A couple of years ago, I stopped watching Law & Order SVU, in part because of the homeschool fixation of the producers and writers of the series. I almost felt that when "the cellos" kicked in with the suspense music, each time a parent-figure came onscreen, that homeschooling would be part of the story. It wasn't enough that parents-in-general are marginalized by the series -- watch sometime and see who children light up for, who they're shown to be best protected by, who has the kids' best interests at heart (hint: rarely the parents), but that homeschooling parents in particular are bad guys. When a series reaches that level of predictability, the theme is a cliché.
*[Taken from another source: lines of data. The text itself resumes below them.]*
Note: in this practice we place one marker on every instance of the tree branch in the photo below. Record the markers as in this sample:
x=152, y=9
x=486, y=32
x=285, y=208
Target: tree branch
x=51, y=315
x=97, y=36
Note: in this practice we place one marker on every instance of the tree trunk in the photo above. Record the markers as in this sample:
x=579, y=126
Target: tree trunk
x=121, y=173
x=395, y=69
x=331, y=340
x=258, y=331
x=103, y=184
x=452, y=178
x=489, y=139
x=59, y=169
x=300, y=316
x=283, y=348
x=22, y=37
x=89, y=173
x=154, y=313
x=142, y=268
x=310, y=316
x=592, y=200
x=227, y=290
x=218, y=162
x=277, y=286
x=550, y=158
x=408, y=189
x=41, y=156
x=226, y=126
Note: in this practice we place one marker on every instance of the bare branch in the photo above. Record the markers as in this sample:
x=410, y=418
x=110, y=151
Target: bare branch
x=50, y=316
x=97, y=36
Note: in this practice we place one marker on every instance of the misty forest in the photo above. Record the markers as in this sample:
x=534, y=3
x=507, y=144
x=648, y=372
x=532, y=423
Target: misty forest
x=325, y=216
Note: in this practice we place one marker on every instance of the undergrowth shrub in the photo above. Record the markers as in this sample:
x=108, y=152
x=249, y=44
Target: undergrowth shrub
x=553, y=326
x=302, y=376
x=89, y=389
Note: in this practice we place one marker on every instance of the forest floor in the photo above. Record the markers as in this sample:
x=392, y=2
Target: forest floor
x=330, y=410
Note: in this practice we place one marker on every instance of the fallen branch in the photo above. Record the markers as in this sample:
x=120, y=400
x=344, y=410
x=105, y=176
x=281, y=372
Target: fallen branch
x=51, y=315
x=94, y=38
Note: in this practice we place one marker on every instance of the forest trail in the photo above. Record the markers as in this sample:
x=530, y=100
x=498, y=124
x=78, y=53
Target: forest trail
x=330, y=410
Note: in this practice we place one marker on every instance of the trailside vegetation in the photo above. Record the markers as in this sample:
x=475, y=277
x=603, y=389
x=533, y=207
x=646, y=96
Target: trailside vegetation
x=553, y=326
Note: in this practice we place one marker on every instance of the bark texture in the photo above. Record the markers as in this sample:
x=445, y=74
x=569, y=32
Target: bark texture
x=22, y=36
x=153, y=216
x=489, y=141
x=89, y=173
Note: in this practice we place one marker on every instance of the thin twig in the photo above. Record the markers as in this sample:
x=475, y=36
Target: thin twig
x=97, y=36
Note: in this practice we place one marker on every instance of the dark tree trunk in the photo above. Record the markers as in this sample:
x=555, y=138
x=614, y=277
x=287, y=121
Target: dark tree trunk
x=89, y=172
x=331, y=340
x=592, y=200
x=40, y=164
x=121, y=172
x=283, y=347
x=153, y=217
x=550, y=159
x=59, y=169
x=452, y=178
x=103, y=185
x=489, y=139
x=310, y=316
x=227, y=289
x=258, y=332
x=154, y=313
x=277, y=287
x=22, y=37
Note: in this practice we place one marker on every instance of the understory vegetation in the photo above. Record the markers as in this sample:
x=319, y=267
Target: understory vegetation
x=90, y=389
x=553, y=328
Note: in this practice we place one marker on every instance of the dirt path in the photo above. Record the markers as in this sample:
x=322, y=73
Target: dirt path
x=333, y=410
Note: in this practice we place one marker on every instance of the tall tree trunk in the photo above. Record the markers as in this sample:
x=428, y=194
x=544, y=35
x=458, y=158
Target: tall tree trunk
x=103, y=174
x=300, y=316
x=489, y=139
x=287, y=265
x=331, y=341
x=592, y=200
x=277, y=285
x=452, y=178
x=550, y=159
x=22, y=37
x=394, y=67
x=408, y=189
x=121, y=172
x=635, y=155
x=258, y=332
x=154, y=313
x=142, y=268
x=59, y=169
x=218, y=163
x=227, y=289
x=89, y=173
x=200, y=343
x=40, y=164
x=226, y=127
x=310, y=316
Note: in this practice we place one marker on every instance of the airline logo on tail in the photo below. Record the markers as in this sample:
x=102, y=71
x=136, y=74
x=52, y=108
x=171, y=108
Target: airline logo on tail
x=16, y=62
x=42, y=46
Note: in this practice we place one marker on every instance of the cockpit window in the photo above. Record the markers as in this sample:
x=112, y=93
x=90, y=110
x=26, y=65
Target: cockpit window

Yes, the crimes of murder and molestation of children happen disproportionally in families, but just because that's where the crimes usually happen doesn't mean that most parents commit such crimes. After a while, I had enough of Law & Order's viewpoint and stopped spending any time with Olivia and Elliot.
I have not yet stopped watching Law & Order Criminal Intent, but if this series goes the way of SVU, then Mr. D'Onofrio will have to complete the show's final season without this viewer. Tonight's episode has the homeschooled grad as a political radical, indoctrinated by his single-mother who herself was a '70s counterculture criminal with explosive tendencies. (and I just noticed my kids and I don't have matching wrist tattoos with Korean letters -- have to get on that) I can tell you, from personal experience, that even kids who graduate from day schools can be strongly influenced by their parents' opinions.
As I've said before, I'd like to see the Law & Order writers feature an observant homeschooled kid who helps solve the crime because she wasn't cooped up in school. With all the good PR that homeschooling gets, there should be at least one homeschooling family in the nation with a good enough rep to be used on a prime time show as a model for common sense.